Various databases including TCMSP, CTD, BATMAN-TCM, PharmMapper, and SwissTargetPrediction were searched to identify honokiol targets and GBM targets were obtained from GeneCards, OMIM, and DisGeNET disease databases. The component-disease intersection target protein-protein interaction (PPI) network was constructed using String database and Cytoscape3.9.1. Gene Ontology (GO) and Kyoto Encyclopedia of Genes and Genomes (KEGG) enrichment analysis of major intersection targets was performed using DAVID. Differential expression targets among the major intersection targets were analyzed using GEPIA, HPA, ROC Plotter, and TIMER databases. Finally, molecular simulation docking verification was conducted using Auto Dock4.2. Finally, we conducted targeted experiments to validate and assess key biological processes, molecular functions, and signaling pathways identified through our comprehensive network pharmacology analysis.
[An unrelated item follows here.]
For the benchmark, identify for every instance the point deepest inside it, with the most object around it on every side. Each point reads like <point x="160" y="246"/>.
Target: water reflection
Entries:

Our approach included in vitro studies focusing on proliferation, cell cycle progression, and apoptosis, as well as in vivo experiments examining inflammatory responses.

Results

Network pharmacological screening identified 31 major intersecting targets of honokiol and GBM. GO analysis revealed significant enrichment (P < 0.05) in 316 biological processes, 38 cellular components, and 70 molecular functions. KEGG pathway analysis highlighted significant correlations with cancer pathways, metabolic disease pathways, and inflammatory signaling pathways. Further bioinformatic analysis pinpointed 16 core targets significantly affecting GBM, with molecular docking confirming honokiol's spontaneous binding to these targets. Both in vitro and in vivo experiments substantiated these findings, demonstrating that honokiol and its liposomal formulation effectively suppress GBM cell proliferation, induce cell cycle arrest and apoptosis, while significantly reducing inflammatory cytokine expression in GBM-bearing mice.

Conclusion

This comprehensive investigation uncovers the sophisticated anti-GBM mechanisms of honokiol and its liposomal formulation. Our findings demonstrate that honokiol and honokiol liposomes effectively target multiple pathways and modulate diverse cellular components within the tumor microenvironment. The elucidated molecular mechanisms not only advance our understanding of honokiol's therapeutic potential but also establish a solid foundation for future clinical development of honokiol liposomes.